Christians should support individual charity, and the best way to support that is to let people keep more of their own money and give them tax deductions for charitable contributions. Whenever you get a secular government involved in helping others, it quite often just makes it easier for them to sin and to do harm. Thoughtful Christians should not support that. When you make sin “free” for someone by paying the costs, they will sin even more. We should never make it easier for people to sin. The first rule of sound economics – which Christians should know – is that when you subsidize a behavior, you get more of that behavior.

If you want to help someone in trouble, then use your own money – don’t take someone else’s money through taxes. People who make mistakes learn not to make them when they are accountable to the person who bails them out of it.
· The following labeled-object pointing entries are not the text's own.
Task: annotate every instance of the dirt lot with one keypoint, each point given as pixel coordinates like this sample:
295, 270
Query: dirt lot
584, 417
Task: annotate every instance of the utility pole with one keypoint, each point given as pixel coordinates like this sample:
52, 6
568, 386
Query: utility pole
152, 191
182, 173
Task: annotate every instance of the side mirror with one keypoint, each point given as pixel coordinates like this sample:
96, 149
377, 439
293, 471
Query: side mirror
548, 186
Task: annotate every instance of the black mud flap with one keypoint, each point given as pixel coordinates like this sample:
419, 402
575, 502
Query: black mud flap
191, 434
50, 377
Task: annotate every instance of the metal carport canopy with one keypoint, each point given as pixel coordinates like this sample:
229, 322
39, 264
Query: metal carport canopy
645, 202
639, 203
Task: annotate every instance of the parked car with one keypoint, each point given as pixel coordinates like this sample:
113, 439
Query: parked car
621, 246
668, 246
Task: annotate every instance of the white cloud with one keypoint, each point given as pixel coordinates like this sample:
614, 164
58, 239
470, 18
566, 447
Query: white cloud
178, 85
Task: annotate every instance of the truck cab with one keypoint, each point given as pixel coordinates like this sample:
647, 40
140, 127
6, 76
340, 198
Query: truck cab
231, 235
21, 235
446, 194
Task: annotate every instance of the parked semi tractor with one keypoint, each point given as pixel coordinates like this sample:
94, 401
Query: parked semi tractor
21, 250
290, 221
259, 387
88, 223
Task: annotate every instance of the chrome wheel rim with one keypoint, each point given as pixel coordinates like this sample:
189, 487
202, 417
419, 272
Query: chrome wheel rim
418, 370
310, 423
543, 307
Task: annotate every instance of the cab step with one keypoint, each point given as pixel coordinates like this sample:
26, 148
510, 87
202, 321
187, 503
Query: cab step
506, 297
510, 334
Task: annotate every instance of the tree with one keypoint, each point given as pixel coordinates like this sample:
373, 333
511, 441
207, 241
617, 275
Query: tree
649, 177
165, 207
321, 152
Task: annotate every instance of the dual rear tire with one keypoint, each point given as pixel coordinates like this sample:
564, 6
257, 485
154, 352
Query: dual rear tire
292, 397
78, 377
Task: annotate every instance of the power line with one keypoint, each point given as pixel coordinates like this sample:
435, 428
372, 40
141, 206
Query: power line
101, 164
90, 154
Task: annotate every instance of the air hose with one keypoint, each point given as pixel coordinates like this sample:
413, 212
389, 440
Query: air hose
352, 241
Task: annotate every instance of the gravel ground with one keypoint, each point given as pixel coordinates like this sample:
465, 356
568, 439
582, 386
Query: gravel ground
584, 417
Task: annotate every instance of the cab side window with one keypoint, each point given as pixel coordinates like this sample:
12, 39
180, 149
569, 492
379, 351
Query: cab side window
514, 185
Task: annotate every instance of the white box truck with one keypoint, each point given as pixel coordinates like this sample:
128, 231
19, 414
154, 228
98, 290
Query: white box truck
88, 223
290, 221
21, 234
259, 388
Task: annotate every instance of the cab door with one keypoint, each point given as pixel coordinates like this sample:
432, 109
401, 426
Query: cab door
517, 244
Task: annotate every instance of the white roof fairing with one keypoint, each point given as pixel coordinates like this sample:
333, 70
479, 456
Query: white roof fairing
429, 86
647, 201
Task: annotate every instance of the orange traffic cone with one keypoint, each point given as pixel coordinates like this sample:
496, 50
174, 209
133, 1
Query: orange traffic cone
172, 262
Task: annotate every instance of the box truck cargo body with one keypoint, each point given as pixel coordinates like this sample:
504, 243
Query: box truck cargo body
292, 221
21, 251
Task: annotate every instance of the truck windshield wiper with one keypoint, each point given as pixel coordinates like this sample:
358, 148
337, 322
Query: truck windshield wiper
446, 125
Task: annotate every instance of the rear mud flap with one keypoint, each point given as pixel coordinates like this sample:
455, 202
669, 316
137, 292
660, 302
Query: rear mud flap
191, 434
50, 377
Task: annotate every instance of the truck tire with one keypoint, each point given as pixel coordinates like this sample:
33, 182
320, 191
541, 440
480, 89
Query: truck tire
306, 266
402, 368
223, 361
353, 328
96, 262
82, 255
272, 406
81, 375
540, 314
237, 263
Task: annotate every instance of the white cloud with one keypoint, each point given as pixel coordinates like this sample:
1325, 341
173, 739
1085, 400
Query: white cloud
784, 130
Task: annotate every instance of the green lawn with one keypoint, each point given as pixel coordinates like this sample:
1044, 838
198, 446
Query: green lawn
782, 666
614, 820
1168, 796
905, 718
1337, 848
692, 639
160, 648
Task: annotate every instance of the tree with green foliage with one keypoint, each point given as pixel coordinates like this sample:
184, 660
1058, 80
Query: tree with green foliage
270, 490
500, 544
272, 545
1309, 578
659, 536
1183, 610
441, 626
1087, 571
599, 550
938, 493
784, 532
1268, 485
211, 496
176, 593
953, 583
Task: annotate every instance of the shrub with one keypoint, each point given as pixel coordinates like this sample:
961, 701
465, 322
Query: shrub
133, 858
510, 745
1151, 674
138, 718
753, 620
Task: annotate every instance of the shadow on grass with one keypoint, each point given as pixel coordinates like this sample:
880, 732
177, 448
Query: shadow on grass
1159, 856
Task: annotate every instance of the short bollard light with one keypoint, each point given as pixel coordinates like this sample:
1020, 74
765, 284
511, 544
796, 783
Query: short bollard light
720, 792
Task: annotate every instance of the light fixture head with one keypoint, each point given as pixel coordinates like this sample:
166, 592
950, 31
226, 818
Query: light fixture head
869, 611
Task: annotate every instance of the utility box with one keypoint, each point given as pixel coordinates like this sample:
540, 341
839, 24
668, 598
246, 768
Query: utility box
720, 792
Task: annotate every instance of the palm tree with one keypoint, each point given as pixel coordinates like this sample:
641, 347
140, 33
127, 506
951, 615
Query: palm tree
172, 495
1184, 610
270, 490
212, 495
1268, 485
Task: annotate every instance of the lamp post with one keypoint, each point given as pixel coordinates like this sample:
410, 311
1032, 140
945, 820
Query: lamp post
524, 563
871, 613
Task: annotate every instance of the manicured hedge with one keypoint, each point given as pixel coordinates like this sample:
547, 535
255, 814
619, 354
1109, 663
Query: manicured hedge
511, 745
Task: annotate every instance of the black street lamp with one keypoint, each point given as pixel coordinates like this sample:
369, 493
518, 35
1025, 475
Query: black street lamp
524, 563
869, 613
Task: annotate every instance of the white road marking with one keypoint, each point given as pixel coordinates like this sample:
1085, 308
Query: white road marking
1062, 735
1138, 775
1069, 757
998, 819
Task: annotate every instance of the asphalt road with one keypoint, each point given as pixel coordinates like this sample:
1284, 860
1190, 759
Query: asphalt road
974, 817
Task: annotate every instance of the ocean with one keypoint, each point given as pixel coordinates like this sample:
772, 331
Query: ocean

There has to be oversight over how charity is being done at the individual level – not everyone deserves charity just because they are in a jam. Only if they have learned their lesson should they get it – go and sin no more, as Jesus says. That’s why individual charity is morally superior to government-run social programs. In a very real sense, Christians who claim to be pro-life can actually be pro-abortion in practice when they make it easier for women to have abortions.

In a previous post, I also wrote about how Christians should not tell women that premarital sex is a valid pathway to marriage – that men can be shamed and coerced into marriage after recreational sex with slogans like “man up”. That’s another mistake that many pastors make that increases the number of abortions. We have to start thinking things through if we are going to stop abortion.